Our European correspondent Tor Sagen recently had an opportunity to put a few questions to Dr. Herbert Diess, Director of BMW Motorrad. Tor isn’t shy – as you can see from his blunt interrogation of Dr. Diess.

Tor: In a recent interview with MCN you mentioned that 2007 would be the year of the 800cc. As far as I understand, this involves two new models based on the F800 and an 800cc MotoGP prototype. Am I correct in saying this and can you elaborate please?

Dr. Diess: Yes, two more F 800 models are planned. There will definitely be no MotoGP prototype – that is MCN speculation without any basis in fact.

Tor: Regarding the rumoured ‘F800R’ – Are you considering such a bike, and will it be an F800S with a tuned engine and styling with cues from the K1200R?

Dr. Diess: Yes, we’re looking into it. At the moment we don’t wish to say anything else about the engine and the design.

Tor: Will there be an 800cc replacement for the F650GS?

Dr. Diess: We can certainly imagine a F800 GS. The F 650 GS will still be in our sales range in 2007.

Tor: Is there an 800cc MotoGP prototype under development and where do you want BMW Motorrad to go with it? If there is such a MotoGP prototype, when will BMW race it? What is the schedule of the project, what sort of engine do you believe in and will we see ground braking BMW technologies in use on this prototype?

Dr. Diess: As mentioned before, BMW Motorrad is not developing any MotoGP prototypes.

Tor: There has been talk about the Aprilia co-operation on a possible new offroad motorcycle. Does this involve Aprilia’s knowledge on small displacement V-twin engines from the RXV series? What is the benefit for BMW Motorrad in this co-operation?

Dr. Diess: The co-operation gives us attractive opportunities in smaller market segments which we should like to make use of.

Tor: Where will you go next with the new and powerful K series motorcycles? Do you wish for the K1200S to compete directly with the Japanese hyper sports tourers and are you willing to launch an in-line four cylinder engine that actually equals or exceeds in pure engine performance that of the ZZR1400 and GSX1300R?

Dr. Diess: At the moment the K series is complete. The K 1200 S currently remains the top model in terms of engine performance.
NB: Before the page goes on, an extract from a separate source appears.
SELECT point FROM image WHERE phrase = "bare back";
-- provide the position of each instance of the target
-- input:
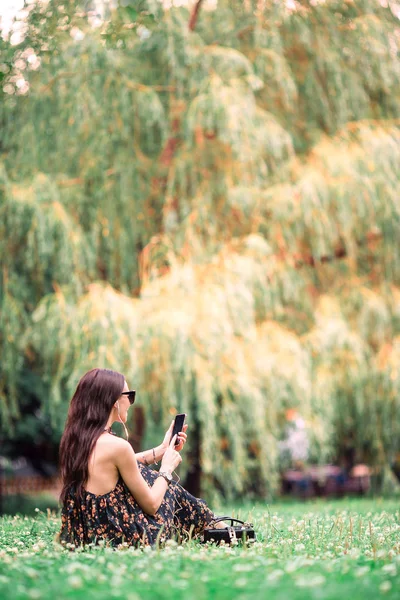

Tor: The R series has been extremely successful for BMW where the GS in particular has sold well. The R1200GS is now the benchmark everyone else is looking up to and we expect many manufacturers to launch fresh attacks on the GS already next year. How have you planned to stay on top of this? In the future, will you make it lighter, more powerful, more user friendly, different style, even more road biased or elsewhere?

Dr. Diess: We will of course develop the GS further and we believe strongly that the GS with its unique conception will maintain its outstanding position – and even improve on it.

Tor: As a journalist I have with delight noticed how BMW in recent years has become more sports oriented, while at the same time you have continued producing the traditional models so many people love. Will you in the future launch High Power versions of all your models? For instance, could we see a K1200S HP, R1200S HP, F800S HP and so on in the future? If not, what is the plan?

Dr. Diess: We can imagine another HP model in the future. But initially we will be concentrating on the 2-cylinder flat twin.

Tor: BMW Motorrad is now firmly placed as Europe’s number one motorcycle manufacturer. I can see from your actions and new motorcycle launches how you are staying on top now. How have you planned to remain Europe’s number one and continue growth? Aprilia for instance will launch 20 new motorcycle models in the next few years and Triumph is growing steadily. Can you in public say that you are now competing head on with the Japanese manufacturers? How important are US sales for BMW Motorrad? How have you planned to tackle the new market opening in China?

Dr. Diess: Since the beginning of 2005 we have put out 9 new models. Others will follow. In this way we believe we can further enhance our position.

Many of our models are in direct competition with the Japanese. We have won a lot of the comparative tests. In some segments such as enduro and touring bike segments, BMW Motorrad is the world market leader. So we believe we have what it takes.

There is more sales potential in the US market. But when you look at sales figures there, you have to remember that we are not represented in the two biggest US segments – super sports bikes and cruisers. In China we only see limited market opportunities for our models at the moment. We will have to wait and see how the market there develops.